“Where did you prep?”
I was walking to some orientation event in my first week of university. I was with a new acquaintance I had met on the soccer field earlier that day. I can’t recall his name or anything other than that odd question. I hadn’t even started classes and I was already hit with questions I didn’t understand. “Prep” for what? I had showered. My shirt was clean. What was I missing?
Turns out the question was about what elite prep school had I come from. Definitely not in Kansas (or Missouri, my home state) anymore. In his world, if you played soccer you must have learned the game in prep school. This was 1971 and soccer was not a widely known or played sport in the US.
I spent a good portion of my time those days in some level of confusion. I was a reasonably bright kid. Introverted and fond of books of all sorts. A very perceptive nun in my parochial school persuaded by parents to channel me into a private boys school in St.Louis run by English Benedictine monks. Turns out I had indeed “prepped” without knowing so. I did so, however, with none of the social and cultural shaping that can be part of that environment. Intellectually overdeveloped and lagging or backwards everywhere else.
Fifty five years later, I’m closer to balance overall. There was an overall odd benefit to my unbalanced development. I became comfortable with confusion and not knowing. This was a long and slow transformation for someone rewarded for knowing answers. Turns out that clueless is just a starting point for figuring things out.

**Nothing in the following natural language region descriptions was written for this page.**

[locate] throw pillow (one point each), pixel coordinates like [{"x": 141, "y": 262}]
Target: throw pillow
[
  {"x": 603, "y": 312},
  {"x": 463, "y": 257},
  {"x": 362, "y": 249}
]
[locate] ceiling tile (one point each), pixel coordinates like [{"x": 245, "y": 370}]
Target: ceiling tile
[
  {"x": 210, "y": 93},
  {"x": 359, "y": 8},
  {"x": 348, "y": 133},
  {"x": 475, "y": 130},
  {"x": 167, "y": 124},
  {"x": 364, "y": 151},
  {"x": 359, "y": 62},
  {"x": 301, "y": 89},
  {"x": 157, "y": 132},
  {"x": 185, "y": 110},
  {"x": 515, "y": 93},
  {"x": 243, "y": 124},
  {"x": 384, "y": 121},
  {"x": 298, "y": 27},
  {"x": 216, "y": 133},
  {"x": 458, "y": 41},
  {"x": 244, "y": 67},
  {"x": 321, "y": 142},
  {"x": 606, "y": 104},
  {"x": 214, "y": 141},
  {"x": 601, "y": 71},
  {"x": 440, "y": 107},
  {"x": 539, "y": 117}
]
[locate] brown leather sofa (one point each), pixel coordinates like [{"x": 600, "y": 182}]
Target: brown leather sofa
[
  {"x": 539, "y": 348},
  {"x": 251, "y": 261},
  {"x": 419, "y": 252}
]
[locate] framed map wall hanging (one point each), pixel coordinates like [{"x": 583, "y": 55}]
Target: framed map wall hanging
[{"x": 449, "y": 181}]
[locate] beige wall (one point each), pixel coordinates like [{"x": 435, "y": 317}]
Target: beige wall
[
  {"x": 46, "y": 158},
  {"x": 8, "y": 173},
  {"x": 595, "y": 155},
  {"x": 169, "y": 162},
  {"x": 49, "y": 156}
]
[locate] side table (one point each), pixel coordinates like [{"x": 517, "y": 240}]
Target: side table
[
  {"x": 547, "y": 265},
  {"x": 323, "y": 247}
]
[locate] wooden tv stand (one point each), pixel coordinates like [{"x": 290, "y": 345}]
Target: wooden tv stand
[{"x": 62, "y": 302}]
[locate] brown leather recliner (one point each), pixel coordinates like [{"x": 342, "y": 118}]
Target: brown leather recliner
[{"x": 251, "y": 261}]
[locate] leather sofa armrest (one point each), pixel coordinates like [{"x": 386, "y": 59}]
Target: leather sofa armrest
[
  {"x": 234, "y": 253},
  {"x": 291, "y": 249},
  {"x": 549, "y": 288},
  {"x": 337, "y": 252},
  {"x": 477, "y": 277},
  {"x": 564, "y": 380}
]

There used to be a show on NPR called Car Talk. Ostensibly about cars and car repair, it was really an ongoing seminar on how to figure things out by asking questions. There’s a quote from the show that is pretty good advice:
I fully realize that I have not succeeded in answering all of your questions. . .Indeed, I feel I have not answered any of them completely. The answers I have found only serve to raise a whole new set of questions, which only lead to more problems, some of which we weren’t even aware were problems. To sum it all up . . . In some ways I feel we are confused as ever, but I believe we are confused on a higher level, and about more important things.